Все это объясняет, почему характеристика Европы, заимствованная из китайской книги, не вызывала сомнений у Ле Куй Дона18.
Тем более, что китайский автор сообщал о Европе и такие сведения, которые Ле Куй Дону были известны и без него (в связи с деятельностью католических миссионеров во Вьетнаме): «Письменность их особая. Народ поклоняется Господу Небесному, [в народе] никто не знает, что есть в Китае учения Конфуция, Шакьямуни, учение о дао (даосизм. – Н.Н.). Господь Небесный – первотворец, он создал человека и все, что есть вокруг. Они [жители Европы] строят храмы, чтобы устраивать общие моления»19.
Зато Ле Куй Дон счел нужным поведать о своих сомнениях, когда он обратился к сочинению Фердинанда Фербиста «Учение о карте Земли» и заимствовал оттуда сведения о четырех континентах: «Не знаю, истинно ли это, но хотел бы кратко выписать следующее»20.
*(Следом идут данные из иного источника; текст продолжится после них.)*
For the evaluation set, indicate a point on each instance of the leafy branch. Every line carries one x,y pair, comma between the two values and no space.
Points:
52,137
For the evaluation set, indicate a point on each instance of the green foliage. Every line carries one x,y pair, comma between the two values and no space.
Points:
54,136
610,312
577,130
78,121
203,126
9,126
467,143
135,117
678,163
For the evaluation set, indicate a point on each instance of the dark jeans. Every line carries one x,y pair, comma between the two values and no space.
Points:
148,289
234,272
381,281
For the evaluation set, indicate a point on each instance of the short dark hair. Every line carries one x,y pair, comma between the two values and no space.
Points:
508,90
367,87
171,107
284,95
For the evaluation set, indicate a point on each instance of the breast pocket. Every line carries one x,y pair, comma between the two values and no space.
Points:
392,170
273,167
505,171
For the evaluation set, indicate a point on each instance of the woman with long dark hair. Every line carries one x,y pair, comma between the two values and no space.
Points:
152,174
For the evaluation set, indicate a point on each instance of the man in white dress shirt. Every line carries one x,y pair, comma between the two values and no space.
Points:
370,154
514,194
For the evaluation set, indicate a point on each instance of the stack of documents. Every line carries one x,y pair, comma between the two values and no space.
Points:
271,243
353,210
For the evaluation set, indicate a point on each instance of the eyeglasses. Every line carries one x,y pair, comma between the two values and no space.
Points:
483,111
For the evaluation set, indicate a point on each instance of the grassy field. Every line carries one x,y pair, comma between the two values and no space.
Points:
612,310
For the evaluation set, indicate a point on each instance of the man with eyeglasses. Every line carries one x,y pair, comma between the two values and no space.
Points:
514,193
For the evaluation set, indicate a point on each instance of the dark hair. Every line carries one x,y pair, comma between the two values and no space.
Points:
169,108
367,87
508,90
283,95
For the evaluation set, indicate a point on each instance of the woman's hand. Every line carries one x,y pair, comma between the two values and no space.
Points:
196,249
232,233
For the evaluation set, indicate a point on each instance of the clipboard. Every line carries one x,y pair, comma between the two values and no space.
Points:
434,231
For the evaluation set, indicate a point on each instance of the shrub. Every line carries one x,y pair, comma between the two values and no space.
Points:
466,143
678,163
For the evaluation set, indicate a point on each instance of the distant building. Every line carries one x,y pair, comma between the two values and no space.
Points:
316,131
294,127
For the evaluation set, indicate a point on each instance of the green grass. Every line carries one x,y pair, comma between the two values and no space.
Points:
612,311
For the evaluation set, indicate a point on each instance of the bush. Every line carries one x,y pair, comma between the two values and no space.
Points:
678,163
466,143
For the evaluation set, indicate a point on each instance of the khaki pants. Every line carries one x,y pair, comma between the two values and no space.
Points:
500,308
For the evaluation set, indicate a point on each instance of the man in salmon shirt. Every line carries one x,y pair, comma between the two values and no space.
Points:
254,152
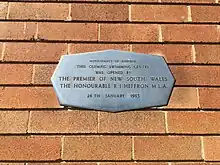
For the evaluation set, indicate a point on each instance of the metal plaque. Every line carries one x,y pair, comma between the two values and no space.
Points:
112,80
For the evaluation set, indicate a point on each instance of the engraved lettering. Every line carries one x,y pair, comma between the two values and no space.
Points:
64,78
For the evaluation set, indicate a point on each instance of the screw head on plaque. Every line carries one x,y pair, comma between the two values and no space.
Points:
112,80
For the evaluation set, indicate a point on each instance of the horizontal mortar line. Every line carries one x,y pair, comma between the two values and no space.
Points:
109,42
109,22
116,2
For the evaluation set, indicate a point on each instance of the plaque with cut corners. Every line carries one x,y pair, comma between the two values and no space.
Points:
112,80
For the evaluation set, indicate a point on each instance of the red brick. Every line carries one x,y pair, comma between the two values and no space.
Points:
17,30
12,163
132,122
129,0
172,53
196,75
195,163
1,51
30,148
28,97
209,97
207,54
167,148
15,73
193,122
81,48
129,32
212,148
3,10
68,31
34,52
190,33
184,98
97,148
100,12
189,1
43,73
159,13
63,122
78,163
33,11
13,121
205,13
136,163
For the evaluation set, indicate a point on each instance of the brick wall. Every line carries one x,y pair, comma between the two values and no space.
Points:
34,129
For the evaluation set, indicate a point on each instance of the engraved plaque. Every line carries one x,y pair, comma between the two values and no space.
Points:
112,80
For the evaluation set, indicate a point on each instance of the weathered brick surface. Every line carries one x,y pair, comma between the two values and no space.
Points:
172,53
15,73
1,49
212,148
129,32
193,122
209,98
13,121
78,163
17,30
132,122
63,122
167,148
190,33
43,73
3,10
207,54
34,52
30,148
12,163
190,1
28,97
100,12
205,13
43,11
68,31
97,148
159,13
184,98
196,75
81,48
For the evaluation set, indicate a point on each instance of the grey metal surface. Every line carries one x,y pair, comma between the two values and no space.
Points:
112,80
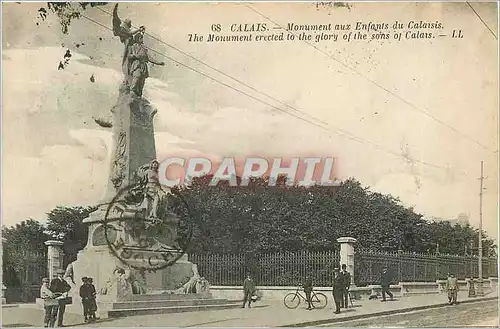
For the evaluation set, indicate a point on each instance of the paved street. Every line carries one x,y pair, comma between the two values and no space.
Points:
473,314
263,314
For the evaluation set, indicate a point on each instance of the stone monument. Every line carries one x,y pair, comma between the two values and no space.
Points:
132,164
Что же именно Ле Куй Дон счел нужным взять из трактата Фердинанда Фербиста “Учение о карте Земли”? Это прежде всего представление о четырех континентах на земном шаре: об Австралии упоминания нет, потому что во времена Ф.Фербиста капитан Абель Тасман и другие мореплаватели еще только открывали близлежащие к Австралии острова, не добираясь еще до самого пятого континента.
Современный вьетнамский литературовед Нгуен Лок выдвигает предположение о том, что во Вьетнаме Ле Куй Дон «был первым человеком, воспринявшим учение о шарообразности Земли, и, возможно, первым, кто узнал о ее четырех континентах – Азии, Европе, Африке, Америке»21. Эта гипотеза, безусловно, может быть с полным основанием подвергнута сомнению хотя бы потому, что, по крайней мере, с конца XVII в. начинаются, пусть редкие и единичные, поездки вьетнамцев в Европу, где они вполне могли в той или иной мере приобщиться к европейским научным знаниям.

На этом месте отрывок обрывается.